FormOpt: A FEniCSx toolbox for level set-based shape optimization supporting parallel computing

TL;DR

FormOpt is a FEniCSx-based toolbox enabling efficient parallel shape optimization in 2D and 3D, integrating shape sensitivity analysis, level set methods, and geometric constraints for educational and practical applications.

Contribution

It introduces a flexible, parallel-capable shape optimization toolbox built on FEniCSx, extending existing methods with new parallel modes and detailed numerical implementation.

Findings

Supports three parallel modes: data, task, and mixed.

Efficiently handles geometric constraints with a Proximal-Perturbed Lagrangian.

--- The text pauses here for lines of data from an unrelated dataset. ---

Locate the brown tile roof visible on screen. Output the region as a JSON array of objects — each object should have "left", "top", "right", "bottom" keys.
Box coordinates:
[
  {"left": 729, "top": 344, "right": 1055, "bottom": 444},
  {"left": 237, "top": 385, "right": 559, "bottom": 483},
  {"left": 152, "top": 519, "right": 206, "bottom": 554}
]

Demonstrates scalability and effectiveness in shape optimization tasks.

Abstract

This article presents the toolbox FormOpt for two- and three-dimensional shape optimization with parallel computing capabilities, built on the FEniCSx software framework. We introduce fundamental concepts of shape sensitivity analysis and their numerical applications, mainly for educational purposes, while also emphasizing computational efficiency via parallelism for practitioners. We adopt an optimize-then-discretize strategy based on the distributed shape derivative and its tensor representation, following the approach of \cite{MR3843884} and extending it in several directions. The numerical shape modeling relies on a level set method, whose evolution is driven by a descent direction computed from the shape derivative. Geometric constraints are treated accurately through a Proximal-Perturbed Lagrangian approach. FormOpt leverages the powerful features of FEniCSx, particularly its support for weak formulations of partial differential equations, diverse finite element types, and scalable parallelism. The implementation supports three different parallel computing modes: data parallelism, task parallelism, and a mixed mode. Data parallelism exploits FEniCSx's mesh partitioning features, and we implement a task parallelism mode which is useful for problems governed by a set of partial differential equations with varying parameters. The mixed mode conveniently combines both strategies to achieve efficient utilization of computational resources.